Bugün Güneydoğu’ya giremez iken, Avrupa Birliği ülkelerine vizesiz gireceğiz diye sevinç yaşıyoruz.
Yıllar önce olması gereken, bu gün mülteci krizine karşılık ülkemize verilen rüşvetten öte bir durum değildir. Ancak Türkiye Cumhuriyeti olarak hatettiğimiz vizesiz yolculuk özgürlüğünü de en iyi şekilde değerlendireceğimizden de kimsenin şüphesi olmasın. İnsanımızın tamamının ya da yüzde 90’ının Avrupa Birliği üyeliğini desteklediğini düşünmemiz imkansız. Ancak Avrupa Birliği üyesi olmak, Atatürk’ün Cumhuriyeti kurarken işaret ettiği hedeftir. Bu işaretin ardından 60 yıldır bunun mücadelesinin hep birlikte verdik, veriyoruz. Yakın tarihimizde demokrasimizin askeri darbelerle kesiliyor olması, ekonomimizin belirsizliği nedeniyle ne yazık ki ülkemiz Avrupa’ya uyum sağlayamıyordu. Avrupa Birliği elindeki bu kozları kullanarak, bizi yıllarca kapısında bekletmesi gerek ticari hayatımızı, gerekse sosyal yaşamımızı ciddi manada etkiledi.
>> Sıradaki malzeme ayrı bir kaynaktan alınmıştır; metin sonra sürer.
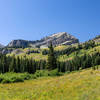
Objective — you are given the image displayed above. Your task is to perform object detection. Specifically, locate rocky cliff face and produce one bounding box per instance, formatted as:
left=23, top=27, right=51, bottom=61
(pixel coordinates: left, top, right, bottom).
left=8, top=32, right=79, bottom=47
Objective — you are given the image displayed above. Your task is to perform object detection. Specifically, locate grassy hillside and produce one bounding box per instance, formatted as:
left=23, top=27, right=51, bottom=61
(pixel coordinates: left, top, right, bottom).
left=7, top=45, right=100, bottom=61
left=0, top=66, right=100, bottom=100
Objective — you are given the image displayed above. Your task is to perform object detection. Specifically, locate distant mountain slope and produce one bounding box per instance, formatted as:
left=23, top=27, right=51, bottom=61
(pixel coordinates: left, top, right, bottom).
left=8, top=32, right=79, bottom=47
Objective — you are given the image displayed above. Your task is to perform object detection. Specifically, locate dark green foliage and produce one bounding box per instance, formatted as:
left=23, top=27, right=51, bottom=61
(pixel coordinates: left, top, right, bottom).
left=0, top=55, right=46, bottom=74
left=47, top=43, right=57, bottom=70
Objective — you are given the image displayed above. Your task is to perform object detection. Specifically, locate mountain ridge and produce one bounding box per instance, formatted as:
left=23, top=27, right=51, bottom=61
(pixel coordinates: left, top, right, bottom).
left=7, top=32, right=79, bottom=47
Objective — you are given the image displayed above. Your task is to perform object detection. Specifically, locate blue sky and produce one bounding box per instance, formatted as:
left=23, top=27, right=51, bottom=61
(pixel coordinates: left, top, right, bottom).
left=0, top=0, right=100, bottom=45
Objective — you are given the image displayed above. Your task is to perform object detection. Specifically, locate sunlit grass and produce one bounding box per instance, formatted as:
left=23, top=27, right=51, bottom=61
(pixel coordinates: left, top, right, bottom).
left=0, top=66, right=100, bottom=100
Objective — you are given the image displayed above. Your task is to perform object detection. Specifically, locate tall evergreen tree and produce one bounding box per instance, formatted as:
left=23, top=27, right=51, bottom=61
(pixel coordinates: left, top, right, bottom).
left=47, top=42, right=57, bottom=70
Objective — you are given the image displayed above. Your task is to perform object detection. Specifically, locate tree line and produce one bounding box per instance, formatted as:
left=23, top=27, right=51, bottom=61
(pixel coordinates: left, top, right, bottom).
left=0, top=43, right=100, bottom=73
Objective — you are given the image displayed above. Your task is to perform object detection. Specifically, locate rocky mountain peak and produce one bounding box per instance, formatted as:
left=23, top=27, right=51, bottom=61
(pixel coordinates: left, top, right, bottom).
left=8, top=32, right=79, bottom=47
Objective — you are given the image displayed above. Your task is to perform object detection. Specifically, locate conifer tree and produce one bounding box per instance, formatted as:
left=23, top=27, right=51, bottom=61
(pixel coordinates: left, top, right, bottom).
left=47, top=42, right=57, bottom=70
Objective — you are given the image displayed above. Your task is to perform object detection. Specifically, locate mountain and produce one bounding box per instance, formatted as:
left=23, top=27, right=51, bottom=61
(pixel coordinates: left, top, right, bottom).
left=7, top=32, right=79, bottom=47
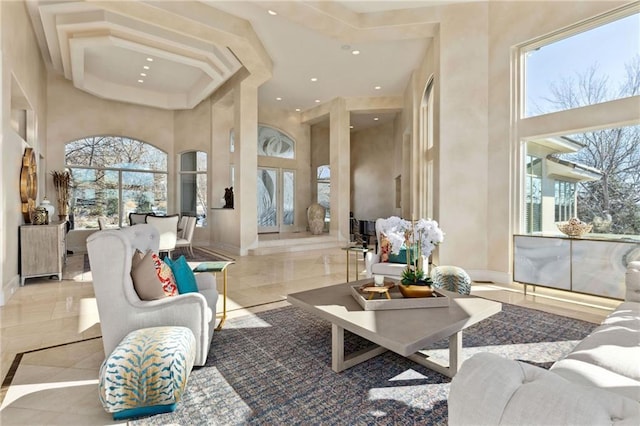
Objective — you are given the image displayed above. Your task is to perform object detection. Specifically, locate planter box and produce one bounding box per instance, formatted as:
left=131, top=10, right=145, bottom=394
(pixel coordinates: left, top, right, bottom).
left=351, top=284, right=449, bottom=311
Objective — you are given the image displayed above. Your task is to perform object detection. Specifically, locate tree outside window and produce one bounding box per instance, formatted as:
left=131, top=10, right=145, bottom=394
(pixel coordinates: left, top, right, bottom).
left=65, top=135, right=167, bottom=229
left=523, top=12, right=640, bottom=235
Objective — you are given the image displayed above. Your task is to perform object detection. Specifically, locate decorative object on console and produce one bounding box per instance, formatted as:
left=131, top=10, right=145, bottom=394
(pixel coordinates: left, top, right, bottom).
left=307, top=203, right=326, bottom=235
left=20, top=148, right=38, bottom=223
left=51, top=170, right=71, bottom=220
left=556, top=217, right=593, bottom=237
left=31, top=206, right=49, bottom=225
left=38, top=195, right=56, bottom=224
left=380, top=216, right=444, bottom=290
left=224, top=186, right=233, bottom=209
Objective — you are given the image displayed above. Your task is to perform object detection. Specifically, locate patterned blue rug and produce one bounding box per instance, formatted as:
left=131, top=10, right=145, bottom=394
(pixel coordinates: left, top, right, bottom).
left=133, top=304, right=596, bottom=425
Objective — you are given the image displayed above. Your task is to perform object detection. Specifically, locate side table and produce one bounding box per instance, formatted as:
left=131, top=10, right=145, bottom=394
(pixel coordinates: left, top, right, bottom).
left=342, top=246, right=369, bottom=282
left=193, top=261, right=235, bottom=331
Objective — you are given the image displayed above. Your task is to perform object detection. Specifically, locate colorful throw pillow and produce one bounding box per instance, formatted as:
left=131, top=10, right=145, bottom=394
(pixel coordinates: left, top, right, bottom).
left=379, top=233, right=391, bottom=262
left=131, top=250, right=172, bottom=300
left=389, top=246, right=418, bottom=263
left=151, top=253, right=178, bottom=296
left=165, top=256, right=198, bottom=294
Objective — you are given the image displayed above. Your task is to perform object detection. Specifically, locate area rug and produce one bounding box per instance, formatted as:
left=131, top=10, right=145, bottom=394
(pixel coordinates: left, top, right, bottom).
left=83, top=247, right=234, bottom=272
left=132, top=304, right=596, bottom=425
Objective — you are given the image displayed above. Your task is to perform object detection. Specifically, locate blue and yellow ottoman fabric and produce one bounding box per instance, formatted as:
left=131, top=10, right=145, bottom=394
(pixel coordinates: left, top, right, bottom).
left=99, top=327, right=196, bottom=420
left=430, top=266, right=471, bottom=294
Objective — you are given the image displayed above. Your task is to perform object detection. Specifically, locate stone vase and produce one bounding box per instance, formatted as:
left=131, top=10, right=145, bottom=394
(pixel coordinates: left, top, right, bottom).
left=307, top=203, right=325, bottom=235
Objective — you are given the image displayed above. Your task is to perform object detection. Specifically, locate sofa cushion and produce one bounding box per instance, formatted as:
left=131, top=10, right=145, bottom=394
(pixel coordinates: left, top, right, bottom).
left=165, top=256, right=198, bottom=294
left=131, top=250, right=178, bottom=300
left=131, top=250, right=167, bottom=300
left=551, top=302, right=640, bottom=401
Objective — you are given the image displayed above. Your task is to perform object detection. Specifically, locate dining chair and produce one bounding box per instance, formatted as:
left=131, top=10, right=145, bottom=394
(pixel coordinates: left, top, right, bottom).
left=146, top=214, right=180, bottom=258
left=176, top=216, right=198, bottom=257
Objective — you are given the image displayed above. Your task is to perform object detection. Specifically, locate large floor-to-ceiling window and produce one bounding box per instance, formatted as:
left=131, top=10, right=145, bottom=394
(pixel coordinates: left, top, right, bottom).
left=519, top=4, right=640, bottom=235
left=180, top=151, right=207, bottom=226
left=257, top=125, right=296, bottom=233
left=65, top=135, right=167, bottom=229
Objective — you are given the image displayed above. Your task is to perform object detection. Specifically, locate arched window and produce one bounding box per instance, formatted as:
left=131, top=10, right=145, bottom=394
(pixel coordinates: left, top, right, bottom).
left=180, top=151, right=207, bottom=226
left=316, top=164, right=331, bottom=222
left=258, top=125, right=295, bottom=158
left=65, top=135, right=167, bottom=229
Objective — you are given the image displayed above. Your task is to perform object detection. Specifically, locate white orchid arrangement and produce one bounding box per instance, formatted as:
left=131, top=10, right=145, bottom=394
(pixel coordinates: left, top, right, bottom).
left=380, top=216, right=444, bottom=285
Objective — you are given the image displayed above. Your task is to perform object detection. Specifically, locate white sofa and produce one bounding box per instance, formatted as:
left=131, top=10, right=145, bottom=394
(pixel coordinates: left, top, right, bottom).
left=448, top=262, right=640, bottom=426
left=87, top=224, right=218, bottom=366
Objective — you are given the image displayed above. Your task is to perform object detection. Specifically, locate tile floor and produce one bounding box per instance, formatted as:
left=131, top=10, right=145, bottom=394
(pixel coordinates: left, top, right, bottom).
left=0, top=248, right=620, bottom=426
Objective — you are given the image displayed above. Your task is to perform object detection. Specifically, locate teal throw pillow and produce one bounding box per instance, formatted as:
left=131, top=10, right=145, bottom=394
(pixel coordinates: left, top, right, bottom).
left=164, top=256, right=198, bottom=294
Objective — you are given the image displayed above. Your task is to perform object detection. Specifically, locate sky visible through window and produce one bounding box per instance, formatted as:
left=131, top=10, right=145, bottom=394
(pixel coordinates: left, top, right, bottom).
left=524, top=13, right=640, bottom=117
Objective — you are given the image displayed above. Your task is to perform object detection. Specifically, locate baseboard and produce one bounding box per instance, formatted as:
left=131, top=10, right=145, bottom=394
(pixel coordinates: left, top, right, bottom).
left=0, top=275, right=20, bottom=306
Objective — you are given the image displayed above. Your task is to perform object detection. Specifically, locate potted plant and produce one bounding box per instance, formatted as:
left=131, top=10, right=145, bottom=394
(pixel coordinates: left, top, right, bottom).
left=51, top=170, right=71, bottom=220
left=383, top=216, right=444, bottom=297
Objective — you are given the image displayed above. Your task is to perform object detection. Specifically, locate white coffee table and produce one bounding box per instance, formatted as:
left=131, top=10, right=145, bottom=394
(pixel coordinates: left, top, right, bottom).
left=287, top=280, right=502, bottom=377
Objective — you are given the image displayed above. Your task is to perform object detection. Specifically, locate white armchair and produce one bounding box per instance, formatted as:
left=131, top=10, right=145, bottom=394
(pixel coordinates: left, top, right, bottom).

Geçmiş, geçmişte kaldı ve bugün itibariyle şartlar lehimize döndü. Bir de Avrupa’yı korkutan göçmen krizi, Türkiye için bir avantaja dönüştü. Avrupa Birliği Komisyonu, Tük vatandaşlarına vize uygulamasının kaldırılmasına yönelik tavsiye kararını açıkladı. Böylesi önemli bir karar verilip, vize kalktığında cipli pasaportlarımızla hemen Avrupa’ya akın edecek değiliz. Ama vize uygulaması Türk toplumu için onur kırıcı bir uygulamaydı. Türkiye’yi içinde olduğu Avrupa’dan ayrı kabul ediliyor ve her alanda yok sayıyordu. Gelinen aşama bu dile getirdiklerimi ortadan kalkması için en önemli etken olmaktadır. Türkiye Avrupalıdır, bu nedenle de Avrupa Birliği üyesi olmalıdır. Bu durum; gerek demokrasi adına, gerekse insan hakları adına kaçınılmaz gerçek olarak Avrupa’nın olmazsa, olmazı olarak önünde durmaktadır. Türkiye, Avrupa Birliği’nin onurlu üyesi olmasında en önemli adımlardan biri olan vizesiz yolculuk hakkını aldıktan sonra hak ettiği yolda ilerleyecektir.